Fog Creek Software
Discussion Board




Memory caching and synchronization


I was recently bitten by a nasty multi-processor synchronization bug.  The destructor for a custom semaphore object had the code:

if (--mThreadCount == 0)  mThreadId = 0;

This has worked fine for years on x86 machines, but the code in question failed rapidly on an IA64 machine.

The problem was decremented value of mThreadCount being written to memory after mThreadId, and after another thread had already claimed the semaphore based on mThreadId being 0.

The solution was to use InterlockedDecrement and InterlockedExchange calls to modify the variables.  An article on the MSDN talks about this:  http://msdn.microsoft.com/library/en-us/dllproc/base/synchronization_and_multiprocessor_issues.asp

But, I think this article is incorrect in that it talks about a second processor reading a value from memory while it is still in the cache of the first processor.  I thought bus snooping caches, et al. solved that problem.

As I see it the problem is with the transfer of data between processor registers and memory (cache or otherwise).  In this case, the compiler decided to reorder the writes for efficiency.

The problem I have is I don't see where the guarantees are.  Why should calling an API function ensure that all the processor registers are flushed?

But, how am I supposed to write thread safe code in this case?  Even if I use a critical section what is to say that a value is written back to memory and not just cached in a register somewhere until the later when the compiler decided it needed to reuse that register?

In a number of places I have code that can avoid the need for (and associated performance overhead of) explicit synchronization primitives if the order of writes to memory is the same as is given in the code.

Am I missing something obvious here or is all my multithreaded code now suspect? 

Rob Walker
Monday, December 16, 2002

If the problem is with the compiler as you think Rob, there really isn't a garauntee that your code is thread-safe at any time.
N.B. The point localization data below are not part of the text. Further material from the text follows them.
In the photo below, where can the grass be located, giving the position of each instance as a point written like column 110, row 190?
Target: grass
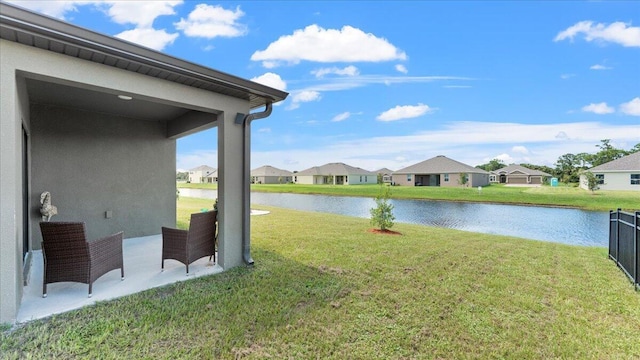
column 336, row 291
column 563, row 196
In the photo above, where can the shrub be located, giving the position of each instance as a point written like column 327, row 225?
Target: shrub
column 382, row 214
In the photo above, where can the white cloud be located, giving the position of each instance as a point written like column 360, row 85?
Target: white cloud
column 306, row 96
column 461, row 141
column 600, row 108
column 140, row 13
column 210, row 21
column 505, row 158
column 341, row 117
column 401, row 68
column 347, row 71
column 520, row 149
column 302, row 97
column 56, row 9
column 404, row 112
column 151, row 38
column 272, row 80
column 317, row 44
column 617, row 32
column 631, row 108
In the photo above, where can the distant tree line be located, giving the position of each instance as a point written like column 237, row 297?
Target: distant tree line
column 569, row 166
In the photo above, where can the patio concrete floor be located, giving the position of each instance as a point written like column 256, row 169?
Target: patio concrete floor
column 142, row 259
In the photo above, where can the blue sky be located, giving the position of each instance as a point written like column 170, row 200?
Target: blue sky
column 389, row 84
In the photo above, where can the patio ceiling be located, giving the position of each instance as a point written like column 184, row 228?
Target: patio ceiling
column 31, row 29
column 49, row 93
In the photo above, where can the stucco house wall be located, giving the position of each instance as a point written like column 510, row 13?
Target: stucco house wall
column 272, row 179
column 362, row 179
column 619, row 174
column 92, row 163
column 307, row 179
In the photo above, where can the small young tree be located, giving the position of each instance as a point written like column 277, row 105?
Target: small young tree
column 592, row 181
column 382, row 215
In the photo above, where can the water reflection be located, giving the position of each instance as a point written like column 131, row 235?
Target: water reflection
column 569, row 226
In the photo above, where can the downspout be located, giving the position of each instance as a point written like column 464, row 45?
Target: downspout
column 245, row 121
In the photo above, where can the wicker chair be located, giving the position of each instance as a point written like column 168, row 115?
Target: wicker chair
column 68, row 256
column 189, row 246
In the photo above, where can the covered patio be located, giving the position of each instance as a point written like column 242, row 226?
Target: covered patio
column 93, row 120
column 141, row 269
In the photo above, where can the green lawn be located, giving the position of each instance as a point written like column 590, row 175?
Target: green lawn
column 565, row 196
column 333, row 290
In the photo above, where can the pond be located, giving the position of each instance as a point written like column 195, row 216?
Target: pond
column 568, row 226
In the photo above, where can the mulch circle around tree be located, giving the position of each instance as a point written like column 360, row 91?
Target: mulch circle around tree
column 385, row 232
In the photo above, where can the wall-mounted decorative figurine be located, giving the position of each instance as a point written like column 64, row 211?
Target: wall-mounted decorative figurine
column 47, row 210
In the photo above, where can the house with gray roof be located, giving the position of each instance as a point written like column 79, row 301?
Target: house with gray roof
column 270, row 175
column 386, row 174
column 203, row 174
column 518, row 175
column 94, row 120
column 335, row 174
column 440, row 171
column 619, row 174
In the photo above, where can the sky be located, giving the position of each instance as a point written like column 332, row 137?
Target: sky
column 378, row 84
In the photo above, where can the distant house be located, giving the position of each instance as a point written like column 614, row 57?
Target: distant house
column 620, row 174
column 270, row 175
column 203, row 175
column 440, row 171
column 386, row 174
column 336, row 174
column 517, row 174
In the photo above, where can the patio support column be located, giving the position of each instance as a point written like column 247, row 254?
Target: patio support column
column 10, row 192
column 230, row 187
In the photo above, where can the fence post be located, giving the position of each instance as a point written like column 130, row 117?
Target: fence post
column 610, row 236
column 636, row 276
column 618, row 236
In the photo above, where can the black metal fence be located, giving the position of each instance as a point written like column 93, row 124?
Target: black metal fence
column 624, row 238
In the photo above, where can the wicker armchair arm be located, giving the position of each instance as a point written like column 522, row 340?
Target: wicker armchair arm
column 106, row 255
column 106, row 248
column 174, row 237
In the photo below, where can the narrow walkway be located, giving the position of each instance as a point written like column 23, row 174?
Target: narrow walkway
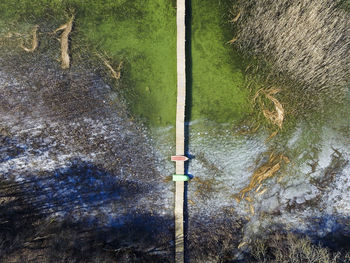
column 180, row 131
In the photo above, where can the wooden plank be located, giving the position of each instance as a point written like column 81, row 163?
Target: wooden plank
column 180, row 130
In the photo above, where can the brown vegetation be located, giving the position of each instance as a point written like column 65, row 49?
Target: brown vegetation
column 64, row 40
column 264, row 172
column 34, row 41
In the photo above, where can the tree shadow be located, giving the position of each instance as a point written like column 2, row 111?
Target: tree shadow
column 58, row 216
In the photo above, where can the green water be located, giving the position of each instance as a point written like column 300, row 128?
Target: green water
column 218, row 92
column 142, row 33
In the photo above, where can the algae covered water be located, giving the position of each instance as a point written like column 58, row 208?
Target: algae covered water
column 91, row 153
column 142, row 35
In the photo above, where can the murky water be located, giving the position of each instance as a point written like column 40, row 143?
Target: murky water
column 82, row 133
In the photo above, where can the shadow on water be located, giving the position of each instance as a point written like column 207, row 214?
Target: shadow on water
column 30, row 225
column 188, row 111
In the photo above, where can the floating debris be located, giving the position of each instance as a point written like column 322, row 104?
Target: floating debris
column 233, row 40
column 242, row 244
column 264, row 172
column 252, row 210
column 235, row 19
column 115, row 74
column 34, row 40
column 277, row 116
column 67, row 28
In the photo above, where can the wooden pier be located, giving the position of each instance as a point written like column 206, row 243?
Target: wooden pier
column 180, row 132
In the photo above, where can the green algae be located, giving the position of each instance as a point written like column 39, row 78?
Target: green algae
column 143, row 35
column 218, row 83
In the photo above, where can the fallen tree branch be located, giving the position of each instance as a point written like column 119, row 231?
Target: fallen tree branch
column 64, row 40
column 34, row 40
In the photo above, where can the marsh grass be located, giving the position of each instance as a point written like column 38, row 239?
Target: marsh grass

Which is unfortunate, because the leak in the abstraction is at the compiler level, which is like knocking out a support beam in software.

Have you looked at the assembly code to see if things were switched as you say?

Giampiero
Monday, December 16, 2002

This is an unfortunate consequence of how C is defined. In order to give a compiler  the maximum possible flexibility in what optimizations can be performed, very little is specified in terms of what order  operations are performed in.

Do a Google search for "Sequence Points", or take a look at http://www.embedded.com/story/OEG20020625S0041 and you'll out a lot more about how this works.

As far as how calling an API helps? Well, it's probably (!) safe to assume that the synchronization primitives in whatever API you're using were written at least partially in assembler, so as to make use of the special machine instructions needed to effectively synchronize two processors.

There is still an opportunity for your code to go wrong in not putting a value out to memory right away, even inside your critical section. There isn't an easy solution here, but the proper use of the "volatile" keyword in C can be helpful to ensure that writes actually make it out to memory in a timely manner.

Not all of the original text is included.